Categories: Blog post Tags: Descriptive statistics

Dear Professor Mean, I was reviewing your page on the interquartile range and was wondering why the formula for the quartiles in particular and percentiles in general asks you to select the p(n+1) observation. Why do you need to add one?

The glib answer is that we need to make up for the deficit that we created when we defined the degrees of freedom for the standard deviation to be n-1.

Actually, there is more than one formula that works and there is no perfect consensus, especially for the definition of quartiles.

One intuitive answer is that the average of the numbers 1 through n is not n/2 but rather (n+1)/2. So this gives you a hint that simply using p*n would produce values that are slightly too small.

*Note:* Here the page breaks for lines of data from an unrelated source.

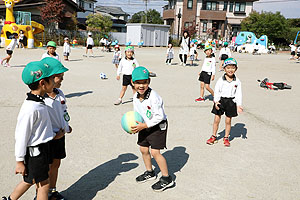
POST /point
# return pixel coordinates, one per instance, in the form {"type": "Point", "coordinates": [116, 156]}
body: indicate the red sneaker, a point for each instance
{"type": "Point", "coordinates": [199, 99]}
{"type": "Point", "coordinates": [226, 142]}
{"type": "Point", "coordinates": [212, 140]}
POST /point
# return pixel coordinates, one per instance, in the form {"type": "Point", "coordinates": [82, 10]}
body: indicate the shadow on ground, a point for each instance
{"type": "Point", "coordinates": [176, 159]}
{"type": "Point", "coordinates": [99, 178]}
{"type": "Point", "coordinates": [237, 131]}
{"type": "Point", "coordinates": [77, 94]}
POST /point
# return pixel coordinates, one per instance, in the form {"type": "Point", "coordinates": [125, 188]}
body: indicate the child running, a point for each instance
{"type": "Point", "coordinates": [207, 74]}
{"type": "Point", "coordinates": [224, 54]}
{"type": "Point", "coordinates": [170, 54]}
{"type": "Point", "coordinates": [9, 50]}
{"type": "Point", "coordinates": [227, 99]}
{"type": "Point", "coordinates": [51, 48]}
{"type": "Point", "coordinates": [56, 105]}
{"type": "Point", "coordinates": [152, 133]}
{"type": "Point", "coordinates": [67, 49]}
{"type": "Point", "coordinates": [126, 67]}
{"type": "Point", "coordinates": [117, 56]}
{"type": "Point", "coordinates": [34, 131]}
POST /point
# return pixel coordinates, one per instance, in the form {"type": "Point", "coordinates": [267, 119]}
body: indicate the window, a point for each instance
{"type": "Point", "coordinates": [225, 5]}
{"type": "Point", "coordinates": [231, 7]}
{"type": "Point", "coordinates": [190, 4]}
{"type": "Point", "coordinates": [204, 27]}
{"type": "Point", "coordinates": [239, 7]}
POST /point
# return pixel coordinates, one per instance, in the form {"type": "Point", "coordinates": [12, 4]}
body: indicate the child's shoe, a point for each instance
{"type": "Point", "coordinates": [146, 176]}
{"type": "Point", "coordinates": [226, 142]}
{"type": "Point", "coordinates": [199, 99]}
{"type": "Point", "coordinates": [212, 140]}
{"type": "Point", "coordinates": [163, 183]}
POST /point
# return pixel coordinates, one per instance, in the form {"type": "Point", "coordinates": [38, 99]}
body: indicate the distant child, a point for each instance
{"type": "Point", "coordinates": [170, 54]}
{"type": "Point", "coordinates": [227, 99]}
{"type": "Point", "coordinates": [67, 49]}
{"type": "Point", "coordinates": [126, 67]}
{"type": "Point", "coordinates": [207, 74]}
{"type": "Point", "coordinates": [9, 50]}
{"type": "Point", "coordinates": [117, 56]}
{"type": "Point", "coordinates": [224, 54]}
{"type": "Point", "coordinates": [51, 48]}
{"type": "Point", "coordinates": [89, 45]}
{"type": "Point", "coordinates": [193, 51]}
{"type": "Point", "coordinates": [293, 50]}
{"type": "Point", "coordinates": [152, 134]}
{"type": "Point", "coordinates": [56, 105]}
{"type": "Point", "coordinates": [34, 131]}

Another intuitive answer is that p(n+1) enforces some symmetry to the problem, so that the percentiles from the upper end match the percentiles from the lower end. Suppose you wanted to compute the 25th and 75th percentiles of a set of six numbers. If you used the formula pn, this would produce values of 6*0.25=1.5 and 6*0.75=4.5. So you would choose halfway between the first and second value for the 25th percentile, and halfway between the 4th and 5th values for the 75th percentiles. So this definition would be lopsided in that the 25th percentile used the smallest value as part of the calculation, but the 75th percentile did not use the largest value as part of the calculation.

There are more technical justifications for adding one, but on a Friday afternoon, I prefer a less technical justification.